Sakurai’s forecast of two more hikes by March 2027 would bring the rate to approximately 1.5%, with 2% on the horizon by 2028. Sakurai specifically mentioned the possibility of surpassing 2%, a scenario that would have been unthinkable just two years ago.
Why Bitcoin keeps flinching when Tokyo moves
Every major BOJ rate hike since March 2024 has been followed by a Bitcoin correction. The average drawdown has been around 27%, with individual episodes ranging from 18% to 32%.
The mechanism isn’t mysterious. Japan has been the world’s premier source of cheap money for years. Traders borrow yen at rock-bottom rates, convert to dollars or other currencies, and park the proceeds in higher-yielding assets. When the BOJ raises rates, borrowing yen gets more expensive, the yen strengthens, and those carry trades become less profitable or outright painful to maintain. Capital flows reverse. Risk assets get sold.

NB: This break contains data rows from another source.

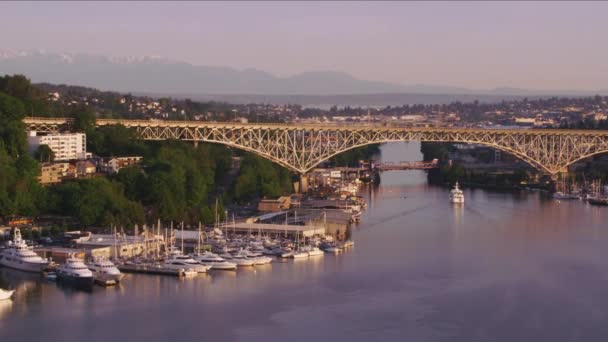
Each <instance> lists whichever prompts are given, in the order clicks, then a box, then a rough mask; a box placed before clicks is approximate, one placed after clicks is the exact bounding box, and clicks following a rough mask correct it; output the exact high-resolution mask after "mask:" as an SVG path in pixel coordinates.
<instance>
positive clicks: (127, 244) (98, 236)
mask: <svg viewBox="0 0 608 342" xmlns="http://www.w3.org/2000/svg"><path fill="white" fill-rule="evenodd" d="M119 235H120V236H118V235H117V236H116V237H115V236H114V235H112V234H93V235H91V238H90V239H88V240H86V241H82V242H79V243H78V247H79V248H88V249H96V248H103V247H108V249H107V251H108V253H107V254H103V255H99V256H102V257H105V258H110V257H113V258H133V257H136V256H145V255H147V254H154V253H156V252H158V251H160V250H161V249H162V248H163V247H162V246H163V245H164V239H163V237H162V236H158V235H153V234H141V235H138V236H127V235H121V234H119Z"/></svg>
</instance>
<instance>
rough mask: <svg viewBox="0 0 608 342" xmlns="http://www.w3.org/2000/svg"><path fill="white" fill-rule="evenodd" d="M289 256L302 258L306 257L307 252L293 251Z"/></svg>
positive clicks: (298, 257) (298, 258)
mask: <svg viewBox="0 0 608 342" xmlns="http://www.w3.org/2000/svg"><path fill="white" fill-rule="evenodd" d="M291 257H292V258H294V259H304V258H308V252H304V251H295V252H294V253H293V255H292V256H291Z"/></svg>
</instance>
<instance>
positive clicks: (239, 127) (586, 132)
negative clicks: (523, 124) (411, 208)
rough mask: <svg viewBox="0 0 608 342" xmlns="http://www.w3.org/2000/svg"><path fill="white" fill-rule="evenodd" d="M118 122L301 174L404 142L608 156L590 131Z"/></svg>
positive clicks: (558, 169)
mask: <svg viewBox="0 0 608 342" xmlns="http://www.w3.org/2000/svg"><path fill="white" fill-rule="evenodd" d="M24 121H25V123H26V125H27V126H28V129H30V130H39V131H40V130H42V131H50V132H52V131H57V130H60V129H63V128H65V127H66V126H69V124H70V121H69V120H67V119H41V118H40V119H39V118H28V119H25V120H24ZM115 124H121V125H124V126H126V127H130V128H133V129H135V131H136V132H137V134H138V136H139V137H140V138H141V139H144V140H186V141H194V142H210V143H219V144H224V145H227V146H231V147H234V148H239V149H243V150H246V151H249V152H252V153H255V154H257V155H259V156H262V157H264V158H267V159H269V160H271V161H273V162H275V163H277V164H280V165H282V166H284V167H286V168H288V169H290V170H292V171H294V172H298V173H306V172H308V171H309V170H311V169H312V168H314V167H315V166H317V165H318V164H319V163H321V162H323V161H326V160H328V159H330V158H331V157H333V156H335V155H338V154H340V153H343V152H345V151H348V150H351V149H354V148H357V147H361V146H365V145H370V144H379V143H387V142H400V141H421V142H448V143H466V144H478V145H484V146H489V147H492V148H495V149H498V150H501V151H504V152H507V153H510V154H512V155H514V156H516V157H518V158H520V159H522V160H523V161H525V162H527V163H528V164H530V165H531V166H533V167H535V168H536V169H538V170H539V171H541V172H543V173H546V174H549V175H555V174H557V173H559V172H563V171H564V170H565V169H566V168H567V166H569V165H571V164H572V163H574V162H576V161H579V160H581V159H584V158H588V157H590V156H593V155H595V154H599V153H605V152H608V131H591V130H553V129H544V130H540V129H539V130H537V129H476V128H412V127H378V126H371V125H349V126H337V125H336V126H334V125H294V124H239V123H210V122H187V121H148V120H98V121H97V125H98V126H105V125H115Z"/></svg>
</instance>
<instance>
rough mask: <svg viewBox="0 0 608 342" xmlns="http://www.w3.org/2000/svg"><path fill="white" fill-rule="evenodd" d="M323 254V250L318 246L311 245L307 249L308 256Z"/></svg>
mask: <svg viewBox="0 0 608 342" xmlns="http://www.w3.org/2000/svg"><path fill="white" fill-rule="evenodd" d="M320 255H323V251H322V250H320V249H319V247H313V248H311V249H310V250H309V251H308V256H320Z"/></svg>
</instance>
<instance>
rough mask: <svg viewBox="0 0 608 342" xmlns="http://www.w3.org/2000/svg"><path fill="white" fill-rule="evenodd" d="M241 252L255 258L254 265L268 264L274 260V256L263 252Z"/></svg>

After the June 16 rate hike, Bitcoin initially surged to approximately $66,000. Some dovish signals around the BOJ’s bond purchase program gave traders a reason to buy the news rather than sell it. But analysts have warned that this time is unlikely to be different if the tightening cycle continues.
For investors, the practical takeaway is straightforward: monitor the BOJ’s next policy meetings as closely as you’d watch the Fed. The correlation between Japanese rate decisions and Bitcoin drawdowns is too consistent to ignore. If Sakurai’s forecast proves accurate and rates reach 2% by early 2028, the 18% to 32% correction range from previous hikes offers a rough blueprint for what traders might face.